BenchECG and xECG: a benchmark and baseline for ECG foundation models
This work addresses the problem of inconsistent evaluation in ECG foundation models for researchers, providing a benchmark and baseline to accelerate progress, though it is incremental in improving standardization.
The authors tackled the lack of consistent evaluation for ECG foundation models by introducing BenchECG, a standardized benchmark with comprehensive datasets and tasks, and xECG, an xLSTM-based model that achieved the best BenchECG score and performed strongly across all datasets and tasks.

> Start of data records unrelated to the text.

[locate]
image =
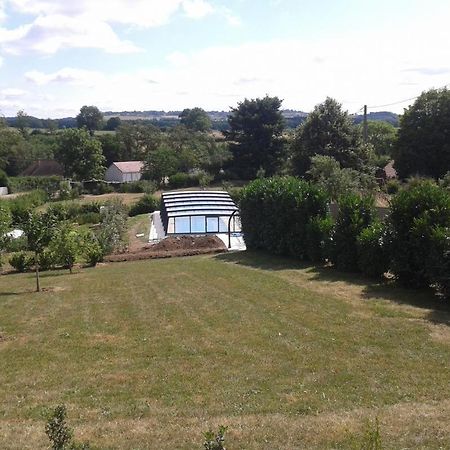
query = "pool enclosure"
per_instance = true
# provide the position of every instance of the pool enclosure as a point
(199, 212)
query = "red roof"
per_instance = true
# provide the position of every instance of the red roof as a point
(129, 166)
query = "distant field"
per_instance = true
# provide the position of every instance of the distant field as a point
(150, 354)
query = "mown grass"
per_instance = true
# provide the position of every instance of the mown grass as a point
(150, 354)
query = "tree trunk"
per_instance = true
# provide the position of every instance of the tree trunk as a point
(36, 266)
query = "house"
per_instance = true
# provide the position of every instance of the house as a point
(44, 168)
(124, 171)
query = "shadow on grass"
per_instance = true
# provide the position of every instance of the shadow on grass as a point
(438, 309)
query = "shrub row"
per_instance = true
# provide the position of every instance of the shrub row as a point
(289, 216)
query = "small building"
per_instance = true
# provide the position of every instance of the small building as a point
(44, 168)
(124, 171)
(199, 212)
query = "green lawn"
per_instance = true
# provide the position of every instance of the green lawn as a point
(150, 354)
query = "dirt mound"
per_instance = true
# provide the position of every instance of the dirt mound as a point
(187, 243)
(173, 246)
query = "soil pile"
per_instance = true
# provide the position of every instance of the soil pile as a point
(173, 246)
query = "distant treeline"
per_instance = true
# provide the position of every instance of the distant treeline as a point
(170, 119)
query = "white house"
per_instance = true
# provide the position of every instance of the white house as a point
(124, 171)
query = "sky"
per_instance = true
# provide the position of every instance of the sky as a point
(58, 55)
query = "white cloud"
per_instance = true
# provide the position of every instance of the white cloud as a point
(11, 93)
(68, 75)
(89, 23)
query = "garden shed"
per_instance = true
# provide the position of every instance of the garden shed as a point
(199, 212)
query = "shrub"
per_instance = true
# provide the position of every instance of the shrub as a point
(50, 185)
(438, 266)
(22, 261)
(215, 441)
(355, 214)
(275, 214)
(146, 204)
(392, 186)
(416, 212)
(373, 256)
(318, 234)
(183, 180)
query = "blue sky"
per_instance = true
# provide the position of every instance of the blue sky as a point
(57, 55)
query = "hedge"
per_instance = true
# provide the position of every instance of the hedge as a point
(276, 213)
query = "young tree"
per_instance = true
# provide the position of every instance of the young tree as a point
(80, 155)
(423, 146)
(255, 136)
(39, 229)
(5, 227)
(91, 118)
(195, 119)
(328, 131)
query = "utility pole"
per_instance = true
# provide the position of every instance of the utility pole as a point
(365, 125)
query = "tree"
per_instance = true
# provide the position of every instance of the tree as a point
(328, 131)
(255, 136)
(423, 146)
(91, 118)
(38, 229)
(5, 227)
(195, 119)
(161, 163)
(80, 155)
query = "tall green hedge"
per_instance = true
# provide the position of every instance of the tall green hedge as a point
(276, 213)
(416, 213)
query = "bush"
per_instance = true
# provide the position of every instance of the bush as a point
(438, 266)
(50, 185)
(318, 238)
(183, 180)
(275, 214)
(146, 204)
(416, 212)
(355, 214)
(22, 261)
(373, 256)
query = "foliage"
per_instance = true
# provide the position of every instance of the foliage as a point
(146, 204)
(59, 432)
(195, 119)
(355, 214)
(161, 163)
(182, 180)
(381, 136)
(335, 181)
(113, 227)
(49, 184)
(90, 117)
(22, 205)
(113, 123)
(21, 261)
(373, 255)
(255, 136)
(275, 214)
(328, 131)
(66, 245)
(438, 262)
(416, 211)
(80, 155)
(423, 145)
(318, 236)
(215, 441)
(5, 227)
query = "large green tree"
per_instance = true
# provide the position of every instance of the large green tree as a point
(80, 155)
(328, 131)
(195, 119)
(423, 146)
(90, 117)
(255, 136)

Electrocardiograms (ECGs) are inexpensive, widely used, and well-suited to deep learning. Recently, interest has grown in developing foundation models for ECGs - models that generalise across diverse downstream tasks. However, consistent evaluation has been lacking: prior work often uses narrow task selections and inconsistent datasets, hindering fair comparison. Here, we introduce BenchECG, a standardised benchmark comprising a comprehensive suite of publicly available ECG datasets and versatile tasks. We also propose xECG, an xLSTM-based recurrent model trained with SimDINOv2 self-supervised learning, which achieves the best BenchECG score compared to publicly available state-of-the-art models. In particular, xECG is the only publicly available model to perform strongly on all datasets and tasks. By standardising evaluation, BenchECG enables rigorous comparison and aims to accelerate progress in ECG representation learning. xECG achieves superior performance over earlier approaches, defining a new baseline for future ECG foundation models.